I spoke at conferences!
Thankfully I wrote about this already! But yes, I did go around and speak about refactoring and modernising CSS! Which was great yet very emotional for me. Sleeping abroad wasn’t easy and I constantly checked my phone and cameras to check on my daughter.
As if I wasn’t tired enough, I also got a few more side quests and I did two IndieWeb adjacent talks. A shorter version for MKGN and a longer version for LoopConf. Both about using your personal website as a personal online third space.

I think they landed well with people and even some blog posts came out of it which is the absolute dream!
I did enjoy doing these talks and every day I think of things to add to it. This is a topic I can speak from the heart and without slides. I don’t have any speaking plans and I am not planning on writing anything brand new for some time so if this topic is something you’re keen on hearing let me know.
Things I would like to do in 2026
I am attending a few lovely conferences and I have one engagement planned for the year too. But I would like to focus more on writing here, guest writing and playing with video format. Not necessarily to become a “content creator” (ergh) but because the advice to encourage blogging also applies to video content. I do have a degree in video and multimedia and I would like to put it to use.
A new home
If you’ve seen my CSS talk, you know this already. But yes, in late January we’ve moved into a new home and I’ve been the project manager, interior decorator and DIYer (where possible) of the whole place. I love doing things with my bare hands and being away from screens. And to be frank, space and time to not worry about the first topic of this blog post.

This year I am planning to get the bathroom re-done and the patio. I will leave the bathroom with the professionals though.
Still a fan
I always find it so funny when people who have known me for many years comment “you still like The Rasmus??” as if they would ask a man how come they still support the same football team they have since they were a child.

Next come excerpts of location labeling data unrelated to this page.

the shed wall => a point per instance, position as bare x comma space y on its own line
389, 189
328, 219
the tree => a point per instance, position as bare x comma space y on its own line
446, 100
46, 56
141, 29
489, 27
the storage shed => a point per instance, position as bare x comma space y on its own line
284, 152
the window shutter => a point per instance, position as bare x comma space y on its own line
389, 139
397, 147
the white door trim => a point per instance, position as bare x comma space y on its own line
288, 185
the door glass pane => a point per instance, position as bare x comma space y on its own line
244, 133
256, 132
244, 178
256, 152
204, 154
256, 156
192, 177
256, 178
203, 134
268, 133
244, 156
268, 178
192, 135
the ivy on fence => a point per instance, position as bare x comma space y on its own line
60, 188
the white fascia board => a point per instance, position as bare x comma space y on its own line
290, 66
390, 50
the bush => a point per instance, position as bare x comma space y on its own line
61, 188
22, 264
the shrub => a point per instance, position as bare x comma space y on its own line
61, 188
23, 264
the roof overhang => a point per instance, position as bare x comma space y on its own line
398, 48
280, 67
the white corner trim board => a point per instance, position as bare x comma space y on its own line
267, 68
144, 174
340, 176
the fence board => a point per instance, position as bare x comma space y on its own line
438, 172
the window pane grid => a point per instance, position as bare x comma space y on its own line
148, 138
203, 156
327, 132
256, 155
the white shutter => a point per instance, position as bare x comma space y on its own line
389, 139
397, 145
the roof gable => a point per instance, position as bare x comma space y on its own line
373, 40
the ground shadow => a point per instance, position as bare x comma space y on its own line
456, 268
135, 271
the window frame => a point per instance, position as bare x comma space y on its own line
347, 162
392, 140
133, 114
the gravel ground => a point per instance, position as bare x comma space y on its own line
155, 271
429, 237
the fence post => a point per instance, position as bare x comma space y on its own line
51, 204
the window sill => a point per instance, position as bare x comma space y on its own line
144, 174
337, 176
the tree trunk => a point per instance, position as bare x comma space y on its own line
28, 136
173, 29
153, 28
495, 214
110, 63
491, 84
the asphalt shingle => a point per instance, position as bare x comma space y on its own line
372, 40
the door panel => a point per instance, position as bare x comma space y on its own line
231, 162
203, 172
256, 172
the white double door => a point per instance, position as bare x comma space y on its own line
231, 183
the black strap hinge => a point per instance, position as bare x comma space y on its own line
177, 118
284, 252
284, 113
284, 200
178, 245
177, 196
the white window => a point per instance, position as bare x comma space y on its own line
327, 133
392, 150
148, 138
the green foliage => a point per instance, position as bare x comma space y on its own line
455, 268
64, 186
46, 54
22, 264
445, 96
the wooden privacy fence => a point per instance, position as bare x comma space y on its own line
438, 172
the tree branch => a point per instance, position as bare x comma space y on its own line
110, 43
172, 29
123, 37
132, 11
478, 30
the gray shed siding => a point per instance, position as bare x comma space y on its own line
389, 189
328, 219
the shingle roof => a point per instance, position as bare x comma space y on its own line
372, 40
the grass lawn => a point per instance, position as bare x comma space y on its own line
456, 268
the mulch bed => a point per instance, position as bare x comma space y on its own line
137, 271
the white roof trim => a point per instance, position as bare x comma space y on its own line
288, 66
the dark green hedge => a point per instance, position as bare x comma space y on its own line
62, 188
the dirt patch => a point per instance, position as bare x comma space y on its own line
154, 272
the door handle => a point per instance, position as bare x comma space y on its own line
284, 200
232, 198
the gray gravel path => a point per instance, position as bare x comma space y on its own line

Anyway, the band did a tour this year and I was able to go to the meet and greets and in it I explained how they were the inspiration for my karaoke talk that I did in 2022 and 2023. I asked them to sign the lanyard for All Day Hey! where my name shows (evidence!!) and it still had plenty of room for signatures. I didn’t cry but I was so overwhelmed and spoke too fast like a proper dork. It’s so much easier to speak to a crowd of hundreds of strangers!

This was such a highlight for me as I was able to hang out with one of my oldest friends and make new ones.
Miscellaneous notes
I didn’t take enough leave this year and guess what? I felt like absolute shit towards the end of the year. That’s a mistake I won’t make in 2026 and I started my year by planning and booking some leave already.
I was gifted a zookeeper for a day experience and I loved it so much! I fed a rhino, giraffe and elephants (and more but these were the big boys)! Who can say that? (I also cleaned their poop)

I went to the gym at least once a week in 2025 and I know I moan a bit about my goals to the people close to me but I’m actually happy to have settled into a routine. My girl is quite a tall girl for her age and my goal in life is to be able to pick her up and be healthy and fit to be here for her. On the same topic I need to reduce my TikTok and Instagram usage as it is severely damaging how I view myself too.
I tried art classes, more crafts and even visits to museums and this is something I am planning to carry on and increase in 2026. I need to be even more away from screens however I want to find a balance to still engage with people and communities I care about.
For 2026 I just want to be happy, more grateful, content and safe. And I wish that to you too.